Miller is a history professor at Trinity University in San Antonio, currently a visiting professor at Pomona College in California. The students get younger all the time, and the Depression gets further away in memory, more beautifully black and white, and if he's lucky, when it's time to teach the 1930s in America, Miller can still assign the kids to interview an elderly relative about what it was like back then. The students, he says, come back understanding a little better why their grandmother saves so many rubber bands, thumbtacks, empty spaghetti sauce jars.

And if they're looking for any 21st-century analogue to the suffering Americans endured in the 1930s, Miller will helpfully suggest the many avenues of abundant gloom in environmental disaster.

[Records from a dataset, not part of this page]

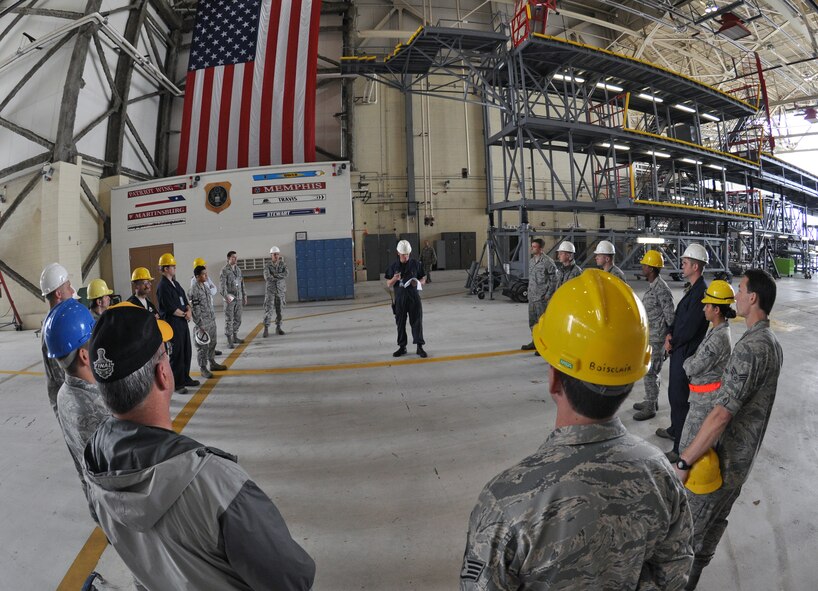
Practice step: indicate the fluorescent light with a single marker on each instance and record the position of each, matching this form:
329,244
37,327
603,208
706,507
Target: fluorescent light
611,87
576,79
650,97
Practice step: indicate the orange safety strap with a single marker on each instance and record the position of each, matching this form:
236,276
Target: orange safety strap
704,388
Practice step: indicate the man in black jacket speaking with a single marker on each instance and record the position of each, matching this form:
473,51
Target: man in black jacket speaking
406,276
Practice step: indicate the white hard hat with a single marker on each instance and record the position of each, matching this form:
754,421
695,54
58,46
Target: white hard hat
696,251
605,247
52,277
201,337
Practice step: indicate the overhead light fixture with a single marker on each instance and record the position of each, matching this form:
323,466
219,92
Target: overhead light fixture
650,97
611,87
733,27
562,78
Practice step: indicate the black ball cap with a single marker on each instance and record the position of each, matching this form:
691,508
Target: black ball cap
125,338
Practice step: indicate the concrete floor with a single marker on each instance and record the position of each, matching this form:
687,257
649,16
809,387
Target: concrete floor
376,464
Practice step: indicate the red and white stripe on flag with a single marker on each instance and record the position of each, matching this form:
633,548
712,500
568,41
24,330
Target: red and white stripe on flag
260,111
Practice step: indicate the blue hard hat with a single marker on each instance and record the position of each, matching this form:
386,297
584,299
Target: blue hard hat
66,328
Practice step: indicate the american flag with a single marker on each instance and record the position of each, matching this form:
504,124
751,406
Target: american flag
250,93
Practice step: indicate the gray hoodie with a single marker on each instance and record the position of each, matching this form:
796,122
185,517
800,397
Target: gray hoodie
185,516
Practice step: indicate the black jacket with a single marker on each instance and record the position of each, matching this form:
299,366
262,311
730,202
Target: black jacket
689,324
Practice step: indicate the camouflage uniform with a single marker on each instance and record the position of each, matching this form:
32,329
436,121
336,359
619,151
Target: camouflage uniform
658,302
567,272
428,257
595,508
81,411
542,283
201,309
705,366
747,391
231,284
617,272
54,375
275,276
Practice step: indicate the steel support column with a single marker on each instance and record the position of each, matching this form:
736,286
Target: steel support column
412,204
117,122
65,150
163,119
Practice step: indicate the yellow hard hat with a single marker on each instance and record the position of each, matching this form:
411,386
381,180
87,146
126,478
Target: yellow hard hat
167,260
98,288
719,292
596,330
140,274
705,475
653,258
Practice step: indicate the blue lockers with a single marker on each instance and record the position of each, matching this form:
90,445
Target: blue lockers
325,269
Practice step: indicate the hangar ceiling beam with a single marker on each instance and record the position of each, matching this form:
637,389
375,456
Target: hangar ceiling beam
65,149
118,122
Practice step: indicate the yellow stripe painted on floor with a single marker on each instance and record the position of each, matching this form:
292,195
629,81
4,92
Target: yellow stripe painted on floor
20,372
85,562
371,364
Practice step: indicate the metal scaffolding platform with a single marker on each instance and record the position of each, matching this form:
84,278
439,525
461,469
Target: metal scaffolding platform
615,135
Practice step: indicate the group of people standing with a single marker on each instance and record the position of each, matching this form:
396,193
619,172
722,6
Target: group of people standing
596,504
180,514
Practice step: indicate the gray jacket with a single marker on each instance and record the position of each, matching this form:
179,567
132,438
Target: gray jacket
185,516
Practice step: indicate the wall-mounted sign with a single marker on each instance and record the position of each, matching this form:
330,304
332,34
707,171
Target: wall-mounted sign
287,175
273,200
288,187
153,225
260,215
217,196
155,213
155,190
168,199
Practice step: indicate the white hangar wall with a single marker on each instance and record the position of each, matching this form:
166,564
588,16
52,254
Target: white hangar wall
246,210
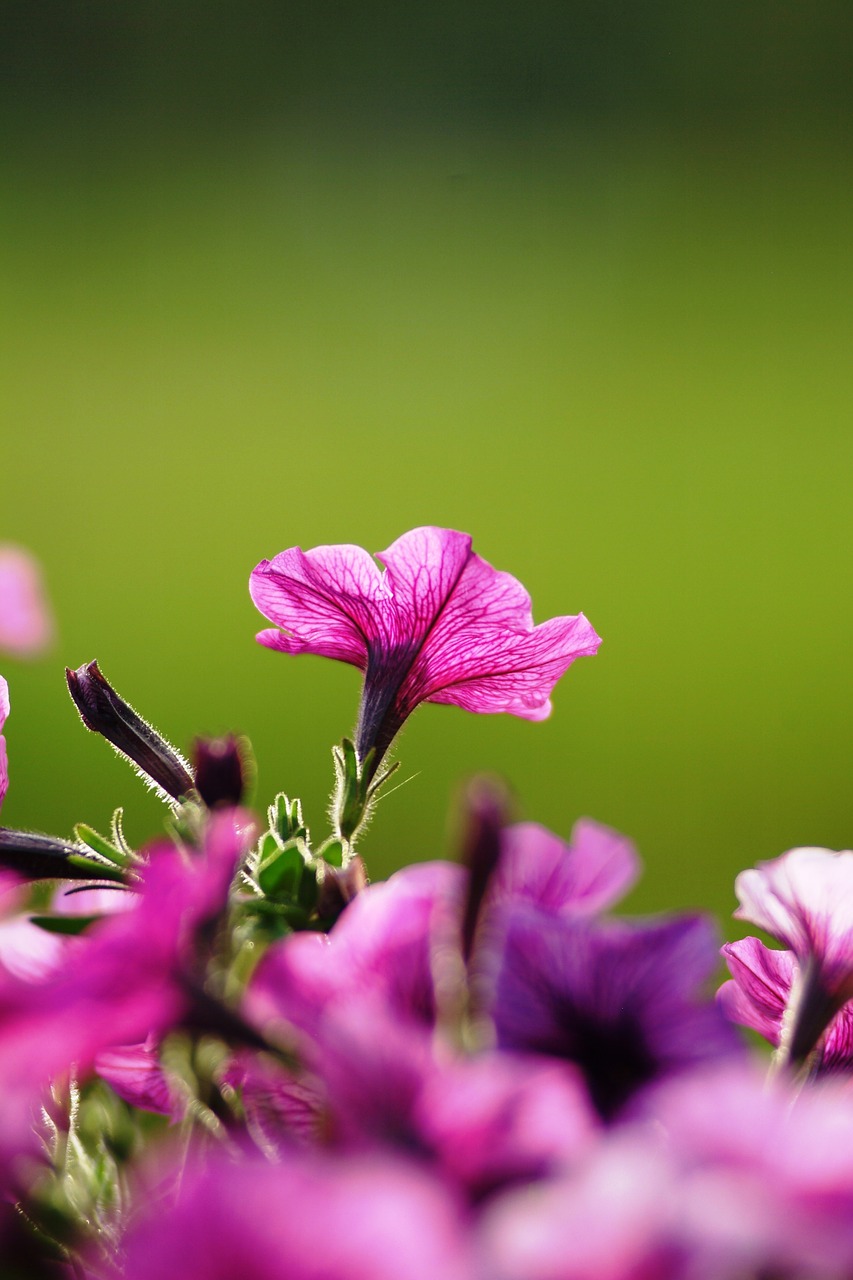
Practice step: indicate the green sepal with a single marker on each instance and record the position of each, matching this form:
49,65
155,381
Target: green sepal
281,868
97,871
100,844
309,888
333,851
286,819
65,924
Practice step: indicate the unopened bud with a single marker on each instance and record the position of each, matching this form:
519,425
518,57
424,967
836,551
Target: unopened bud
44,858
340,886
486,814
219,771
105,713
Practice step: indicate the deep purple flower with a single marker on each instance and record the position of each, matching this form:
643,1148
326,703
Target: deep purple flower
620,1000
104,711
804,900
133,1072
761,992
372,1079
310,1217
26,625
133,974
438,625
763,1171
615,1217
397,937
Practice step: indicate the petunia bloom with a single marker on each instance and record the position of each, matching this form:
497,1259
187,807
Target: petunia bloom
804,900
310,1217
26,625
761,992
437,625
620,1000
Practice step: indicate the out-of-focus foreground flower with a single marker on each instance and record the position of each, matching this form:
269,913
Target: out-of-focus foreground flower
804,900
26,622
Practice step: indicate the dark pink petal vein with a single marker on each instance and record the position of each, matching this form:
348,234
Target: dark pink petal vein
437,625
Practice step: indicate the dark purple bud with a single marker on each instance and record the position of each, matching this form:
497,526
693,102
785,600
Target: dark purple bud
44,858
219,771
105,713
486,808
205,1015
340,886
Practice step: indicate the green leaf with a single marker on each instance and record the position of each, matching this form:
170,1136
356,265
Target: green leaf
99,844
67,924
97,871
279,874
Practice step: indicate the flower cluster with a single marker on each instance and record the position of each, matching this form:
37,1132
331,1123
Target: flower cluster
229,1055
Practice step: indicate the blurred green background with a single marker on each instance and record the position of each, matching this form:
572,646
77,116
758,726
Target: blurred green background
571,277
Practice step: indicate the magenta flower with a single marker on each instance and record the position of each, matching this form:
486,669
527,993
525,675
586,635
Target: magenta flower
760,995
310,1217
4,762
804,899
623,1000
437,625
26,625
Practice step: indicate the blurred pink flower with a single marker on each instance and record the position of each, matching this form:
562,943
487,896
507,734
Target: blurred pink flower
438,625
804,900
4,760
310,1217
26,624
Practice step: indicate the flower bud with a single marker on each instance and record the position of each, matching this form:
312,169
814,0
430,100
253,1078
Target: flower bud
338,886
219,771
486,805
105,713
44,858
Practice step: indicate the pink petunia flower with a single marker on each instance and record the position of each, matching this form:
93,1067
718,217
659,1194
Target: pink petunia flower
804,900
26,624
308,1217
437,625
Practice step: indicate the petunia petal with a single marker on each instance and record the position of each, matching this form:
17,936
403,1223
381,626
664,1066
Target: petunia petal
760,990
328,600
26,624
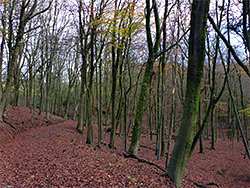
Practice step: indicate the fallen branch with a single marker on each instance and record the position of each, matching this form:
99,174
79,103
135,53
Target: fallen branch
129,155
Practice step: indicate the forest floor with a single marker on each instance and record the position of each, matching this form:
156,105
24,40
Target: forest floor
53,154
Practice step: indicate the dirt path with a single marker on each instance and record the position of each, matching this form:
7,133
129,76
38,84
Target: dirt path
57,156
54,156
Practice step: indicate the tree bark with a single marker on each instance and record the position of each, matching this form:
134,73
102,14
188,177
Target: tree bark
184,139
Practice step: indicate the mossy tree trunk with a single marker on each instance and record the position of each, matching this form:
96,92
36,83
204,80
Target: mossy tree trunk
84,49
25,17
152,48
177,165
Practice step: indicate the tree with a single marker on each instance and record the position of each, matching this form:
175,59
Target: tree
27,12
196,55
152,49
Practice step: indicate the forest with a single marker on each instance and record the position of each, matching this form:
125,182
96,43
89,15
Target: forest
173,73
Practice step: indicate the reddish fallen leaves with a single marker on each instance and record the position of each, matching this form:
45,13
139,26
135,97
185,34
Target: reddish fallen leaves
57,156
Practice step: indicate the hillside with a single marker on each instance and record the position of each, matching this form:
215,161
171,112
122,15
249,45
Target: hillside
53,154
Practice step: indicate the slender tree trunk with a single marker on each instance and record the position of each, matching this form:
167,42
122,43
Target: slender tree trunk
153,49
177,165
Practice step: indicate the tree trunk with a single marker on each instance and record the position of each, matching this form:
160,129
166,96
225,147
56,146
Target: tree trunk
177,165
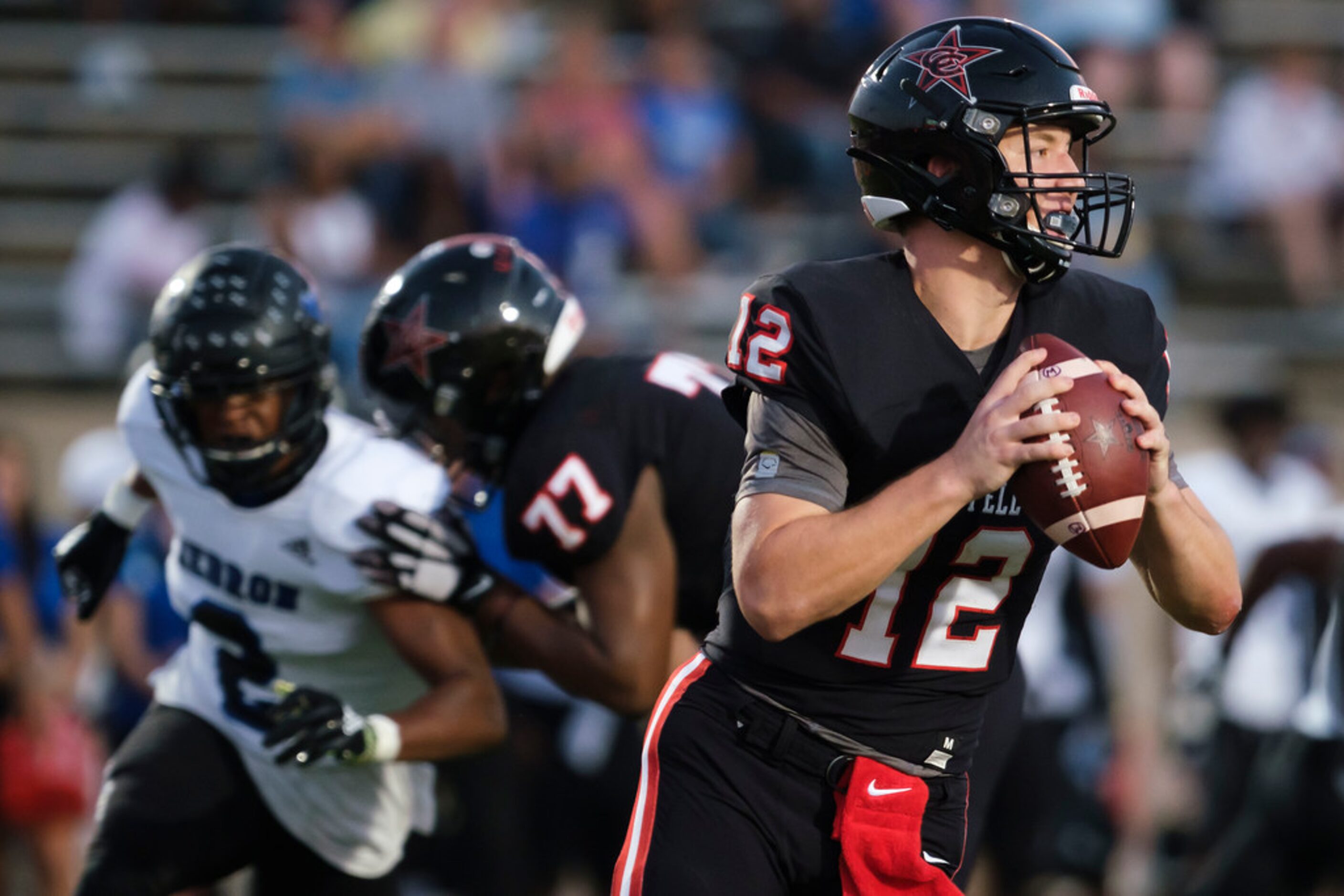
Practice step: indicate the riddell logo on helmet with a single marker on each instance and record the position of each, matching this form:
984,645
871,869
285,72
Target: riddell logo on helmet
946,62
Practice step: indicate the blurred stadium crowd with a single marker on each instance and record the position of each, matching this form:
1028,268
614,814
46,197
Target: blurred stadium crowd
658,154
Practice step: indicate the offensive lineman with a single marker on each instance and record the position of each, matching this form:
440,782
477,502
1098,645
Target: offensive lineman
881,569
616,476
617,473
262,481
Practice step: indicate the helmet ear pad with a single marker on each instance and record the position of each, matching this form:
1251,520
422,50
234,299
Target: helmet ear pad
934,174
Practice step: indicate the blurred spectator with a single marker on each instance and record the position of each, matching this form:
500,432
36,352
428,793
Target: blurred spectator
137,625
49,762
1274,157
140,628
580,187
1049,826
693,127
331,230
798,78
1260,495
320,100
444,105
1287,832
127,253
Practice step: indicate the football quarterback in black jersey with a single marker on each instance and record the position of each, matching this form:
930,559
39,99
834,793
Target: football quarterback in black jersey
617,473
881,570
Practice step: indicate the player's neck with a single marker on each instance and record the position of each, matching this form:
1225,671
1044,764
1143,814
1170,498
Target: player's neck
966,284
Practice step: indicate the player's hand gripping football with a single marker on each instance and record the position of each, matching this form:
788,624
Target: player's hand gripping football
1154,437
994,445
430,558
88,558
310,726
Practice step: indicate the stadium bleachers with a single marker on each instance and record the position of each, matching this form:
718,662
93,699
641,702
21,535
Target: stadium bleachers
68,140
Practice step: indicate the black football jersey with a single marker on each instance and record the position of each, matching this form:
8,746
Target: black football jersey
850,346
567,487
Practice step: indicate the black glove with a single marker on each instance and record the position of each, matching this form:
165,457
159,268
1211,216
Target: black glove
315,725
88,558
429,558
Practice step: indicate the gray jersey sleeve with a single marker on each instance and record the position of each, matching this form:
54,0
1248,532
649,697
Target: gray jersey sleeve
789,455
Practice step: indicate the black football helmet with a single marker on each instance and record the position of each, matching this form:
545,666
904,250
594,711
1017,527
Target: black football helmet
463,339
953,89
234,320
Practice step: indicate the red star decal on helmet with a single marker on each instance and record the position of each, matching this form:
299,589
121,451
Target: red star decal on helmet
946,63
409,343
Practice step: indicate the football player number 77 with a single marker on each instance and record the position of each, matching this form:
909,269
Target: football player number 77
872,641
682,374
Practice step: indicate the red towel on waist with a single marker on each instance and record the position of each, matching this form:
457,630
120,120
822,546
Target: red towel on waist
878,823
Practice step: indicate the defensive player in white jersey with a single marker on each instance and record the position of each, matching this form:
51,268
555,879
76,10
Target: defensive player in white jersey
264,483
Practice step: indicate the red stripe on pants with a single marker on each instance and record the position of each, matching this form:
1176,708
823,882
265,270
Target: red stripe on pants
630,868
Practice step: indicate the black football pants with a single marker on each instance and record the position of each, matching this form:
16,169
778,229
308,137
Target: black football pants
715,816
179,811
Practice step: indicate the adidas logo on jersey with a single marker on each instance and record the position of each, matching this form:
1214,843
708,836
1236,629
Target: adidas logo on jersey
302,549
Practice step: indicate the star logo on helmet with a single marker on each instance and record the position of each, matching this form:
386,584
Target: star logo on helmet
410,343
946,63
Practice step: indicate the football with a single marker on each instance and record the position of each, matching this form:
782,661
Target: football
1091,503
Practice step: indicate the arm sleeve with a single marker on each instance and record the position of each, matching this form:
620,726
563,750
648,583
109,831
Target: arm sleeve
789,455
1157,387
1157,382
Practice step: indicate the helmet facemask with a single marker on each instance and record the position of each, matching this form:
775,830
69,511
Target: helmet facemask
248,472
1100,218
983,198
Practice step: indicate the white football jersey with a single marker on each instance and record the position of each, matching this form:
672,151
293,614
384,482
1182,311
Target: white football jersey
272,594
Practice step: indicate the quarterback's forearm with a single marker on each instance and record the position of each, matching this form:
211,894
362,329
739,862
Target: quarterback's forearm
1187,562
819,564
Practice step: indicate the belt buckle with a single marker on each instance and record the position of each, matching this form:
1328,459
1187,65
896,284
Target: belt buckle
835,771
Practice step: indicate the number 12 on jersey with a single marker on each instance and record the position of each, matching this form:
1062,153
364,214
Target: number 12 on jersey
765,346
872,641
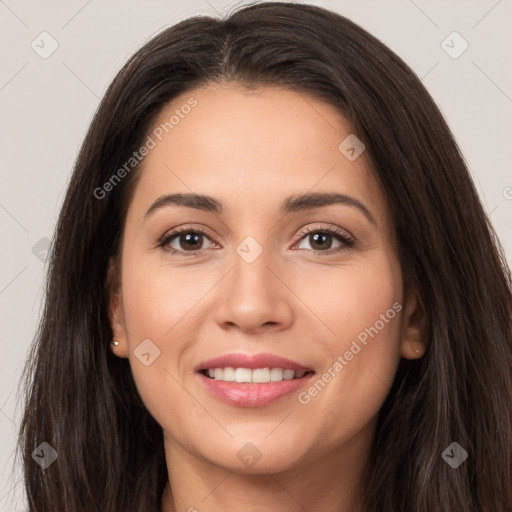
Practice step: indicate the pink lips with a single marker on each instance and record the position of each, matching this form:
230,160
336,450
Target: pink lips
249,394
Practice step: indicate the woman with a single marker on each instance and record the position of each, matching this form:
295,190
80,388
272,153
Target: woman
272,286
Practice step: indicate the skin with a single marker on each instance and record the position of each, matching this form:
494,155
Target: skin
251,150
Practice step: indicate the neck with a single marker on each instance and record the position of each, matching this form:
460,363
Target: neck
331,481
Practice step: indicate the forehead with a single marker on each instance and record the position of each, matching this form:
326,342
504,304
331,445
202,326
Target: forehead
251,149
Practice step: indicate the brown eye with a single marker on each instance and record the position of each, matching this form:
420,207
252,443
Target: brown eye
185,241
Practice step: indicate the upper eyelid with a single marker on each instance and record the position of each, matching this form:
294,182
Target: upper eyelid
302,233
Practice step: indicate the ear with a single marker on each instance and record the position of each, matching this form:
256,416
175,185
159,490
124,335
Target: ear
413,342
115,310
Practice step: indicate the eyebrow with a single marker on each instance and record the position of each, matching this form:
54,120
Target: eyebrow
291,204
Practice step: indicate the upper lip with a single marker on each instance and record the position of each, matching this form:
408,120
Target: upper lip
251,361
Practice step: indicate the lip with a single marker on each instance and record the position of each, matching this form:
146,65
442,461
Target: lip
252,395
252,361
243,394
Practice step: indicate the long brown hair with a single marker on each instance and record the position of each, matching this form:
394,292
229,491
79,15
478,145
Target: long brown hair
82,400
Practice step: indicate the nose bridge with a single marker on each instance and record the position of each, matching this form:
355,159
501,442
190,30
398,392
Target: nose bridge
253,296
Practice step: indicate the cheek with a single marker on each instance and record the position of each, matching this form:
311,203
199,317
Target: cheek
362,307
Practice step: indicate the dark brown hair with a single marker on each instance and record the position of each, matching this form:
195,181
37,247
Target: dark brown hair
82,400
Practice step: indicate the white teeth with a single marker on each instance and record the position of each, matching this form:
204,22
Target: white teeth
260,375
241,374
276,374
228,375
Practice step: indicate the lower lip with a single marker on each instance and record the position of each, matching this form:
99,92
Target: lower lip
252,395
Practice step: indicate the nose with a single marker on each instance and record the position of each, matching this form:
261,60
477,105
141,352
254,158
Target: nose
254,297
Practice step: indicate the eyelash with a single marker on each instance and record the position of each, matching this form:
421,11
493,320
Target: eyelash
342,236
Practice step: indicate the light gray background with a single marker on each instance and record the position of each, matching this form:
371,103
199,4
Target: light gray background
47,104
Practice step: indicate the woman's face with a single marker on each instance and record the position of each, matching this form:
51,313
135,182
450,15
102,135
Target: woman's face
267,278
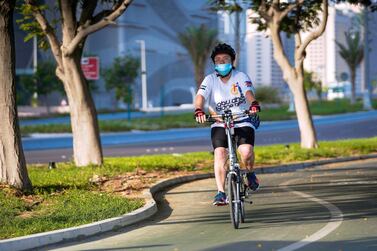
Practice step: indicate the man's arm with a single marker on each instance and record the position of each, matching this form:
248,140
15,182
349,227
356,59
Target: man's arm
200,116
250,96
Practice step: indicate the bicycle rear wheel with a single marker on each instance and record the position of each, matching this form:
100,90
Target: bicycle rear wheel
233,197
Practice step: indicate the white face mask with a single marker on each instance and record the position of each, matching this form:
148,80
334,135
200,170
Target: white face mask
223,69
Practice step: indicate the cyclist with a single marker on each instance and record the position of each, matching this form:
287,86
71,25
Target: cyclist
224,89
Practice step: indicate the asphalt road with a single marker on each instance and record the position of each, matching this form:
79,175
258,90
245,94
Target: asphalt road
43,150
332,207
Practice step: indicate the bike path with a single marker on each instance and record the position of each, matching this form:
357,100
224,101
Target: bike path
278,219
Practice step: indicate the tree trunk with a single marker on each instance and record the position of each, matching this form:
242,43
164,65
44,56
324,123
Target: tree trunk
237,38
12,160
353,87
86,140
304,117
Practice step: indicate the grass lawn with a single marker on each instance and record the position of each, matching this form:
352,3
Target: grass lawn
185,120
70,196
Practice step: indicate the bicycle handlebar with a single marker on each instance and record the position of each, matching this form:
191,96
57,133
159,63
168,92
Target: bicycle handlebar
212,118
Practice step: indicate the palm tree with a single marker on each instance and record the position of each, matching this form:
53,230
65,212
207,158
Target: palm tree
199,42
352,53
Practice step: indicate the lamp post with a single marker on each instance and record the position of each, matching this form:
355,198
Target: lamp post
143,75
366,95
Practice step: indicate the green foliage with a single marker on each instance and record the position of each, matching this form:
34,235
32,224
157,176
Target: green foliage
64,196
121,76
301,18
28,24
66,209
353,51
228,6
267,94
311,84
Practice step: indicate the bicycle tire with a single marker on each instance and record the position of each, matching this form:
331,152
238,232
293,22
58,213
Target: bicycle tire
242,203
233,196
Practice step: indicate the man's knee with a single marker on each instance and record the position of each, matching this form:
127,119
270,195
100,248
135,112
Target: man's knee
246,151
220,153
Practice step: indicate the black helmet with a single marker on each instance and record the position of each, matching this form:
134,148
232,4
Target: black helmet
223,48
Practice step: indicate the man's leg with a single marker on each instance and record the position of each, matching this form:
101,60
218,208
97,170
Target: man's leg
219,143
245,141
220,169
247,156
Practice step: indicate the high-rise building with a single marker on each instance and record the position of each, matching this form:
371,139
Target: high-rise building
261,65
169,69
323,56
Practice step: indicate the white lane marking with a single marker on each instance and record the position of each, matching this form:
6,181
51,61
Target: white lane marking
335,221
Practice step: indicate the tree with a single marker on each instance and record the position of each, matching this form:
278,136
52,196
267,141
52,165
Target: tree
199,42
12,160
311,84
121,76
352,52
78,19
294,18
43,81
232,7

"Global warming is the Great Depression," he says. (Perhaps you'd like to audit his class on water and the West?)

Bruce Jackson also teaches the Great Depression, a graduate seminar, at the University at Buffalo (SUNY), and his focus is on literature and art. The syllabus makes it clear: The American creative output in the disastrous '30s is probably some of our finest -- from Steinbeck to Shirley Temple, from "Let Us Now Praise Famous Men" to the work of John Dos Passos, from the best of Faulkner to "We're in the Money." You could spend all semester talking about the FSA photographs alone, and then wish you'd talked more about the buildings, the bridges, the murals, and then realize you barely got into what was going on in the movies. Even in the darkest times, 75 million Americans a week were finding a way to go to the movies, Jackson points out.

(A 15-cent movie ticket in 1933, adjusted for inflation, should cost only $2.40 now. Tell us again how everything's okay?)

And what you're studying the whole time is a profound pain, which no longer hurts. "We don't feel old pain," Jackson says. "What we remember are the narratives . . . what survives are the memories."

The visuals and language of the Depression can be so compelling that even the most checked-out undergrads find themselves briefly absorbed in it.

"Nothing is quite so riveting as the lecture you give on the great crash [of the stock market in 1929] and what followed," says Georgetown history prof Joseph A. McCartin, and he's talking about an 18- to 22-year-old audience that easily zones out on much of history. "There's this hunger in this generation for discussing collective purpose," he says. "There's a spiritual hunger for something larger to be a part of. They remember 9/11 and being urged to continue shopping. It's so different from anything they know, and they're fascinated."

We love stories of being broke, broker, brokest, broken. "It's a fantasy we reenact in a lot of ways," McCartin says. "What is 'Survivor' about, after all? What happens when you don't have anything left? It's a deep trope in society."

And did we mention the art?

"What happens," Jackson asks, "when something so horrible is so beautiful?"